Mustafa Suleiman has been preparing for his new job description for a long time. Suleiman was Microsoft’s first CEO of AI, but he took over some of the responsibilities after the company went through a major restructuring in mid-March and shifted his focus to the pursuit of superintelligence. Although the news was only announced last month, he says: The Vergehe had been preparing for the transition for nine months, but was officially “unlocked” by renegotiating OpenAI’s contract with Microsoft. [Microsoft’s] “The ability to pursue superintelligence,” he had planned before the ink was dry.

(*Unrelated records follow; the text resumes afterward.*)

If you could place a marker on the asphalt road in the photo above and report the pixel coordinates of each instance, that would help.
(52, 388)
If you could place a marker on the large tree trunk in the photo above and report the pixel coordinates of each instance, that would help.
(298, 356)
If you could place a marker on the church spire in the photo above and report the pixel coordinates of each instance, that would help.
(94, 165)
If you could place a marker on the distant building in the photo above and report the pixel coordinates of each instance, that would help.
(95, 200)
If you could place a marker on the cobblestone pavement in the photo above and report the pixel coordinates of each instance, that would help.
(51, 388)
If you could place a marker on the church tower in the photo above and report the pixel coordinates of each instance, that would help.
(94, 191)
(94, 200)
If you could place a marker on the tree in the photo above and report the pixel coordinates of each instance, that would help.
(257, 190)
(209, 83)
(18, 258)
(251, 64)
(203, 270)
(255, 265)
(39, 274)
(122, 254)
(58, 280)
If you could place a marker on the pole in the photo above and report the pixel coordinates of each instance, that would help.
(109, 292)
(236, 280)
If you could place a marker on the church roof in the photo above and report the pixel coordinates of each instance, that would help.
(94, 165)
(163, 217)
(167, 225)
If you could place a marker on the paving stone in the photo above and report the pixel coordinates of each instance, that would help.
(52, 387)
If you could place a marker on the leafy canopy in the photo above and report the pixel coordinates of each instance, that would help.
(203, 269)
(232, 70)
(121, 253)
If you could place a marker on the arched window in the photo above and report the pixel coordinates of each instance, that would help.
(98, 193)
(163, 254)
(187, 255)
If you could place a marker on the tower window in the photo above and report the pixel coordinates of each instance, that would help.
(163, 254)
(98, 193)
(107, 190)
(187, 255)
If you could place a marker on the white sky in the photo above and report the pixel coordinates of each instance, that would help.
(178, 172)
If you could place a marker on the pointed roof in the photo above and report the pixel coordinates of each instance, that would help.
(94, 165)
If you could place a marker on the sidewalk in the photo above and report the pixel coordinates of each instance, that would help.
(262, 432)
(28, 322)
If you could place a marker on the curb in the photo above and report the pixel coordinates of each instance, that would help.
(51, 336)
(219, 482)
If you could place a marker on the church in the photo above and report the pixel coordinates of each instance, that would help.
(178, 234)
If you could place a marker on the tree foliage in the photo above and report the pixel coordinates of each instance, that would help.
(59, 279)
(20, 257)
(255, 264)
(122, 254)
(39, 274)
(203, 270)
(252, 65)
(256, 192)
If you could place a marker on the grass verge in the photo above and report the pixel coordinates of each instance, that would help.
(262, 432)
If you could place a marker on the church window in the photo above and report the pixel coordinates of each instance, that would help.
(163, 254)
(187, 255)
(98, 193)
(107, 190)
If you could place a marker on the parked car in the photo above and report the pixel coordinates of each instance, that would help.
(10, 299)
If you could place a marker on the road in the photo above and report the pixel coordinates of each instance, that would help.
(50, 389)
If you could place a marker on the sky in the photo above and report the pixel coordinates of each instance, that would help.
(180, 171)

“This has been a long-standing plan,” he said, adding that achieving superintelligence “was purely my focus.”
Superintelligence, like AGI (artificial general intelligence), has a vague and changing definition in the AI industry. For Suleiman, it’s strictly about business and productivity. “Superintelligence is really about, ‘Can these models deliver production value to the millions of companies that rely on us to provide world-class language models?'” Suleiman says. “That’s our real focus. We want to deliver for developers, enterprises, and a huge number of consumers.” AI companies face increasing pressure to increase revenue, and Microsoft’s plans are also reflected in OpenAI’s new strategy.
Microsoft’s reorganization has combined its enterprise and consumer teams under the Copilot AI banner. While Suleiman will continue to focus on big-picture strategy, Jacob Andreou, previously corporate vice president of product and growth for Microsoft AI, has become executive vice president to lead the engineering, growth, product and design efforts of the newly combined team. This shift leaves Suleiman free to devote his time to pursuing superintelligence and developing Microsoft’s new frontier AI models at a time when competition among the big AI companies and the pressure to attract new paying consumers and business customers is more intense than ever.
On Thursday, Microsoft announced a new transcription model that does just that. According to Suleyman, this is “half the GPU cost of other cutting-edge models,” so it’s a “significant cost savings” for Microsoft.
The company touts MAI-Transcribe-1 as “pioneering the frontiers of speech recognition” with the ability to transcribe meetings in 25 languages, subtitle videos, and analyze call center interactions. According to a Microsoft blog post announcing the model, the model was built for “challenging” recording conditions such as background noise, low-quality audio, and overlapping audio, and was trained on a combination of “human-curated” and machine-transcribed transcripts. Suleiman said the source recordings were a combination of data from controlled sound booths and contractors tasked with recording themselves in ambient noise, from busy streets to children running around, as well as “a huge amount of data from the open web.”
In addition to the existing speech and image generation models MAI-Voice-1 and MAI-Image-2, a new transcription model is now available as part of Microsoft Foundry and the new Microsoft AI Playground. Microsoft says this is the first time these models will be “widely commercially available.” MAI-Transcribe-1 can process audio files in MP3, WAV, and FLAC formats.
Suleiman credits the new model’s performance in testing to a small, focused team of 10 people. He says the modeling team is “free from bureaucracy” because it surrounds itself with teams responsible for things like managing vendors and finding data to download. Microsoft has adopted a similar strategy for audio and image generation, and other companies are making similar moves. Meta, Amazon, and Google are experimenting with flattening their organizations, and Anthropic said it’s also experimenting with what can be accomplished by giving small teams of developers a certain level of computing freedom.
The new transcription model is part of Suleyman’s goal to deliver “human-centered” AI (a variation on Microsoft’s favorite AI buzzword, “humanist superintelligence”) that is useful to everyday people. “Everyone will have in their pocket an AI assistant that is truly world-class, accountable to them, aligned with their interests, and working on their behalf,” he said.